I loaded the Dragonboard 820C with 4.14 because this is the version we are using on our custom board and we wanted a side by side comparison (or close). No, we haven’t tried any newer versions on either the DB820 or the custom board.

We were reading the temperature from here: /sys/class/thermal/thermal_zone0/temp
Thanks,
Kim

  1. try other kernels to see if the problem is fixed anywhere.

  2. I asked you if the temperature was true, not where you read it from. For example, is it actually 25 degrees when you read 8? Or is it actually 8?

Hi @doitright,

  1. We will try the latest kernel on the DB820C soon.

  2. Discussing this with the hardware folks here, we are reading the internal temperature of the chip and it will be the most accurate temperature versus putting a sensor on the chip. The chamber is around -5C when the crash occurs. The chip is at a higher temperature than this. Can you please advise?

Thanks,
Kim

We are not having a lot of luck with getting other versions to boot on the DB820C. We tried 5.13 (build 820) and 5.10 (build 800). Neither booted successfully. We will try 5.7 next. If anyone can point me to which of these builds we should try, that would be great: Linaro Snapshots

We got linux version 5.7 to run on the DragonBoard820c. It does not crash!

Good news then. You’re better off in every way with the newer kernel.

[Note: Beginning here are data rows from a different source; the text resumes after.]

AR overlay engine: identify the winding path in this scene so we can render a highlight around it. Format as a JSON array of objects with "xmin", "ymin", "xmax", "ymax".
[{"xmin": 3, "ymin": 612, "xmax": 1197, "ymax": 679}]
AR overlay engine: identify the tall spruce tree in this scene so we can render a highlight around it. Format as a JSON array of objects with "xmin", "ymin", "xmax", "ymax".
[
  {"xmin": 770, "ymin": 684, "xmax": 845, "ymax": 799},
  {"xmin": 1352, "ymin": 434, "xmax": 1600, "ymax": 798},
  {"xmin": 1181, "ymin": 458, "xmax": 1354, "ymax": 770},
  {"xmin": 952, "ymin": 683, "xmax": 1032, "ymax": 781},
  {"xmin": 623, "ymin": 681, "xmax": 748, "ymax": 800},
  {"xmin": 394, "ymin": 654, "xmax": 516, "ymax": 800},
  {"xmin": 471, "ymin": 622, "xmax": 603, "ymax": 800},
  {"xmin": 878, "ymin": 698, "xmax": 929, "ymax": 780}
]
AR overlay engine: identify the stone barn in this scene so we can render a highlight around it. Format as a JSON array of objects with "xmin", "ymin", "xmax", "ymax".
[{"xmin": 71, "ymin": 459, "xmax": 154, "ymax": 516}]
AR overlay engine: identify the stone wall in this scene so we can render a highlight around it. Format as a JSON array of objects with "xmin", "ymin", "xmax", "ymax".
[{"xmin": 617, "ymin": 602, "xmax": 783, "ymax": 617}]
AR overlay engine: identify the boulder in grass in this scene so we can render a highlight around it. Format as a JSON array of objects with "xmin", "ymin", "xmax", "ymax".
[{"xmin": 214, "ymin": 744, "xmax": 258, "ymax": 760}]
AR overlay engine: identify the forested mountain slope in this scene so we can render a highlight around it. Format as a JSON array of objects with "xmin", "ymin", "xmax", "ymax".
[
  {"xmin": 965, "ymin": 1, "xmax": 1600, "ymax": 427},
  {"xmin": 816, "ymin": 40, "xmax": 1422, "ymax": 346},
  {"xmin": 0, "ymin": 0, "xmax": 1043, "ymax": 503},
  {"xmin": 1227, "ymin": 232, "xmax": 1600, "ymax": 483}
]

Do you think you could get the boot logs for the newer kernels? It would be nice to see why they aren’t booting. 5.10 especially, since its an LTS.

Looks like kernels on builds as;
5.7: 572 through 743 inclusive.
5.10: 744 through 817 inclusive.

If you could bisect that and see what exactly was the first build that didn’t boot, it would help get things straightened out.